Uglier? Public waterfront land, built at public expense to support water-dependent commerce and industry, will be lost forever as it is sold off for private residences - private residences that have been administratively assumed from the beginning to eventually constitute about 60% of the "New Whatcom" "mixed-use" master plan. Administratively assumed? That means that nobody's opinion has really meant one whit otherwise. That's public process! That steals hundreds of millions from the public.
Ugliest? Stealing further untold hundreds of millions from the public - also without the slightest discussion. Huh? That's right! The New Whatcom fiasco is likely the biggest rip-off of Whatcom County ever. You'd think it would make the news. hah!
The biggest rip-off has also been assumed from the beginning. It is the conversion of G.P.'s treatment lagoon into a marina. Marinas are not the most environmentally benign facilities. Boats are actually real stinkers, sloughing copper, tin and zinc into the water and leaking oily wastes, detergents, waxes and other products. Don't get me wrong. I like boats and I like marinas. So what's the problem?
The problem is that we will need to replace that treatment capacity. Our growing community will require more treatment capacity in several different categories. We can expect to need additional sanitary treatment. That's just a matter of so many more dwelling units, and nobody seems willing to regulate growth.

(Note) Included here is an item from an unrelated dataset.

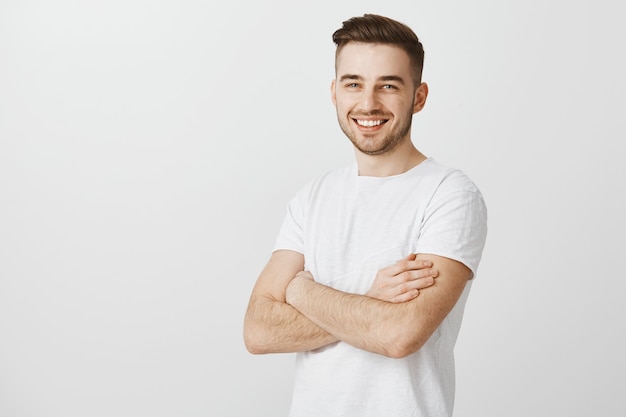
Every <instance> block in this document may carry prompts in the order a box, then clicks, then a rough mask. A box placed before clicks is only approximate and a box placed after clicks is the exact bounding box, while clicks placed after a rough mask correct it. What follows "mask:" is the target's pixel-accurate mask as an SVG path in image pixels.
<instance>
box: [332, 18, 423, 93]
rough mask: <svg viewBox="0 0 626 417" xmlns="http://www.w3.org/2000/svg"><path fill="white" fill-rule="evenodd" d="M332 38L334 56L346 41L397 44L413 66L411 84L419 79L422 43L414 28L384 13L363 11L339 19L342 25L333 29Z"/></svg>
mask: <svg viewBox="0 0 626 417" xmlns="http://www.w3.org/2000/svg"><path fill="white" fill-rule="evenodd" d="M333 42H335V44H336V45H337V51H336V53H335V60H336V59H337V56H338V55H339V52H340V51H341V49H342V48H343V47H344V46H345V45H346V44H347V43H348V42H364V43H382V44H389V45H395V46H398V47H399V48H401V49H402V50H404V51H405V52H406V53H407V54H408V55H409V59H410V60H411V65H412V66H413V73H414V77H413V78H414V81H415V86H416V87H417V86H418V85H420V83H421V82H422V70H423V68H424V47H423V46H422V43H421V42H420V40H419V38H418V37H417V35H416V34H415V32H413V30H411V28H409V27H408V26H407V25H405V24H404V23H400V22H398V21H396V20H393V19H390V18H388V17H385V16H379V15H375V14H364V15H363V16H360V17H353V18H351V19H349V20H346V21H345V22H343V26H342V27H341V28H340V29H337V30H336V31H335V33H333Z"/></svg>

Then there are the mandates. We already expect to be required to provide treatment for our urban run-off. Governor Gregoire just announced ambitious plans to restore the Puget Sound near-shore habitat. It's a billions of dollars, never-ending initiative that will never get off square one without treating polluted stormwater. Besides, do we want to restore our bay just to re-pollute it? No. We will want to protect our public expenditures for shoreline and bay restoration by preventing future pollution. That requires treatment.
Finally, G.P. is gone, but does that mean we will never want jobs again? Probably not. The public already owns a large industrial water supply to the central waterfront. Without treatment capacity, it cannot be used. If the lagoon is converted to a marina, we will need to provide additional treatment capacity before we can deliver water to any new industrial process on the waterfront. How valuable is water supply and treatment capacity for recruiting business? Whether semi-conductor production or anything else, it will never happen once these resources are gone. Well, they are almost gone.
It is possible that we could keep the treatment capacity AND have three times the marina (150kb .pdf), while completing the Bay Trail from Boulevard to the foot of Cornwall. The basic premise was already approved by our state legislature at this very site. But that has never since been discussed, either. That's public process!
Buyers (taxpayers) beware. Your government is ripping you off, making their short-term revenues look really good while knowing - but not telling - that it will cost you hundreds and hundreds of millions later. That's ugly!